Closed sandreas closed 3 years ago

sandreas commented 5 years ago

Hey,

i would appreciate, if you would add wolf binarization to boofcv. Seems to be a very nice little algorithm with impressive results (much better than sauvola).

Sample Code in C: https://github.com/chriswolfvision/local_adaptive_binarization

What do you think?

lessthanoptimal commented 5 years ago

Skimming the paper it looks like it should be straight forward and has a decent number of citations. It won't make it into the up coming stable release but it could make it into the next.

sandreas commented 5 years ago

Nice :-) Thank you.

thhart commented 5 years ago

Hi, I don't want to be this septic but are you sure it is this superior related to Sauvola? On the GitHub page the example is really bad. From my experience Sauvola and Otsu (slow) are extremely good with a good parameter set.

sandreas commented 5 years ago

Hi, I don't want to be this septic

Its ok :-) In a discussion, nothing is septic. Especially because I'm not a professional in this topic.

are you sure it is this superior related to Sauvola

Not 100% sure, but all citations i read were superior in many cases.

On the GitHub page the example is really bad

Bad in what way? Not representative or bad result? If you think its a bad result, are you sure you did not mix it up?

In my opinion, the fourth result is the best one for representing the ground truth...

lessthanoptimal commented 5 years ago

Tangentially related, these thresholding algorithms are now threaded. About 1X faster for each core in your computer if concurrency is turned on.

thhart commented 5 years ago

Which algorithms in which version?

lessthanoptimal commented 5 years ago

The latest SNAPSHOT, which is a candidate for the next stable. Just turned on threading by default. I think all thresholding algorithms have at least part of the code parallelized now.

sandreas commented 5 years ago

this is great news, thank you :-)

lessthanoptimal commented 4 years ago

https://perso.liris.cnrs.fr/cwolf/papers/icpr2002v.pdf

Just saving a reference to the paper. It's got enough citations and source code that it's worth taking a closer look at it

lessthanoptimal commented 3 years ago

Resurrecting this ticket. Just added it to the "official" list of features to be added in this up coming release. Only been about two years, still need it @sandreas ? ;-)

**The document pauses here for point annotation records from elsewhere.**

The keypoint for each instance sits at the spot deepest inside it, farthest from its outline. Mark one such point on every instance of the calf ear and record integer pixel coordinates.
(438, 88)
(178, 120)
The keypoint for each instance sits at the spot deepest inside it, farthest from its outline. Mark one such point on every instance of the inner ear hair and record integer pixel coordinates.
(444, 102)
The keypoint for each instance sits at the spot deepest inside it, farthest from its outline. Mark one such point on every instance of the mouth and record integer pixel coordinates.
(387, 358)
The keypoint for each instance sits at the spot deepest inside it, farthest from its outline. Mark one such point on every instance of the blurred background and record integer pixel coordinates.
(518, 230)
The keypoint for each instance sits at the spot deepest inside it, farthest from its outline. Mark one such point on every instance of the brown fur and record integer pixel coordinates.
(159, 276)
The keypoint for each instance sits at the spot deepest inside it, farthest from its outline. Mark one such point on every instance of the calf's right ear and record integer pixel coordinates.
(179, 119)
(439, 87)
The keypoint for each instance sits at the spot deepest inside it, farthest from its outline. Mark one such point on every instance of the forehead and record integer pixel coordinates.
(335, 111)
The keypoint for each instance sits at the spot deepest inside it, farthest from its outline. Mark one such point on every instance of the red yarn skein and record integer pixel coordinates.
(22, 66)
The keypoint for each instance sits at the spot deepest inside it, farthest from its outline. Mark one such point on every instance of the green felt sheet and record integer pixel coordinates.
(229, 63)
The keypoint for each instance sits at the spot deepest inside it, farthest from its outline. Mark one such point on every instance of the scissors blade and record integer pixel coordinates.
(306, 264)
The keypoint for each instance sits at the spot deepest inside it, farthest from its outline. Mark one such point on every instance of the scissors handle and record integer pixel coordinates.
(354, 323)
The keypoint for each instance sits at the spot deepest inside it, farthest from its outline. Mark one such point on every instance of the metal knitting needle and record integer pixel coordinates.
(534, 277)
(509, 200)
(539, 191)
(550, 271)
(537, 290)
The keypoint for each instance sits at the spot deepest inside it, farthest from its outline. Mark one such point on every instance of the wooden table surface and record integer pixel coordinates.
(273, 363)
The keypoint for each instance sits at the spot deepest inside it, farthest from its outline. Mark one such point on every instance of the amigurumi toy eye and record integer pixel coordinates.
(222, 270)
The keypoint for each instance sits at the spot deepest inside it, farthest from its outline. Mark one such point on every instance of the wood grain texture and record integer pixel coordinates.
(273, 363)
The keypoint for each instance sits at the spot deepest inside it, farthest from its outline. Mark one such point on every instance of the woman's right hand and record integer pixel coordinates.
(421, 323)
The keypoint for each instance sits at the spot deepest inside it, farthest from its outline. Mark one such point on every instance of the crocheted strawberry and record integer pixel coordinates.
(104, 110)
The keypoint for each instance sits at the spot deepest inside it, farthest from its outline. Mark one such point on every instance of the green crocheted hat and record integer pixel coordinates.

sandreas commented 3 years ago

@lessthanoptimal It's not that I need it, but let me ask if there is a superior thresholding algorithm implemented and how to use it? ;-)

lessthanoptimal commented 3 years ago

https://github.com/lessthanoptimal/BoofCV/pull/243

Turns out this was very easy. Niblack, Sauvola, and Wolf are 99% the same code, the inner most function is different. Wolf and Sauvola look very similar unless the image is over saturated. There are also two different versions of Sauvola out there. The one in BoofCV is based on the journal article. No actual change in behavior though.

lessthanoptimal commented 3 years ago

I think all of the more famous "classical" thresholding algorithms have been added. I wonder how difficult adding basic OCR would be.

sandreas commented 3 years ago

I already experimented with some "basic" OCR - this should not be underestimated. The process of pure OCR may already be complex enough because of the big variety of fonts and languages out there - not talking about RTL languages, but the preprocessing steps (thresholding, deskewing, etc.) are also very important (see https://towardsdatascience.com/pre-processing-in-ocr-fc231c6035a7).

I once found a paper about line detection on geographical maps (bended lines, different colors) that looked very promising but I did not have the time to try it out with BoofCV. Unfortunately I also did not find it again nowadays...

But let me say that I would love to see a more professional BoofCV approach to OCR with LTSM or other AI techniques, if you find the time :-)

lessthanoptimal commented 3 years ago

I'm thinking of something very simple to start with. Targeting 5 or so very similar blocky "industrial" fonts in a non cluttered image. Just alpha numeric English characters with clear separation. i would prefer to not use any DL approaches since those will be very slow on a CPU and are probably handled better by a dedicated library. If you know anything that would fit the bill let me know!